Compared with the traditional design method, the use of an EA to design the gating and riser system can reduce the time cost and obtain a higher casting yield and acceptable casting quality design. With the increase in casting complexity and numerical simulation difficulty, the method proposed in this study can significantly reduce the time cost;

(2)

The design of a gating system is a multi-objective optimization problem characterized by several conflicting objectives.

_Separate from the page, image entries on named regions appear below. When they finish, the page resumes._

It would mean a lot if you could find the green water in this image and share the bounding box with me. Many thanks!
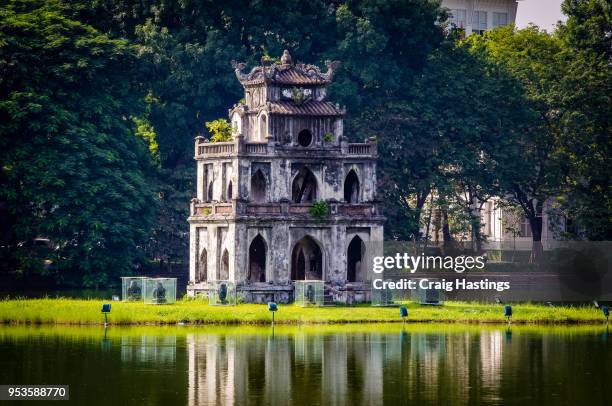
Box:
[0,324,612,406]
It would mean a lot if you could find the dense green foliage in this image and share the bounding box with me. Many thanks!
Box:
[206,118,232,142]
[0,2,156,285]
[0,0,612,285]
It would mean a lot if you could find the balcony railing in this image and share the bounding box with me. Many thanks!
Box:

The Pareto front obtained by NSGA II can provide complex trade-off information between objectives, providing decision-makers with a more flexible range of choices;

(3)

The method proposed is particularly suitable for the gating and riser system design of complex thin-wall casings because of the dramatic decrease in time spent. It also makes further automatic design feasible.

(4)

The trial casting has an intact shape and a legible contour, the casting relative density reaches 98.6%, and the X-ray detection shows the casting has a high quality, which verifies the effectiveness of the method proposed.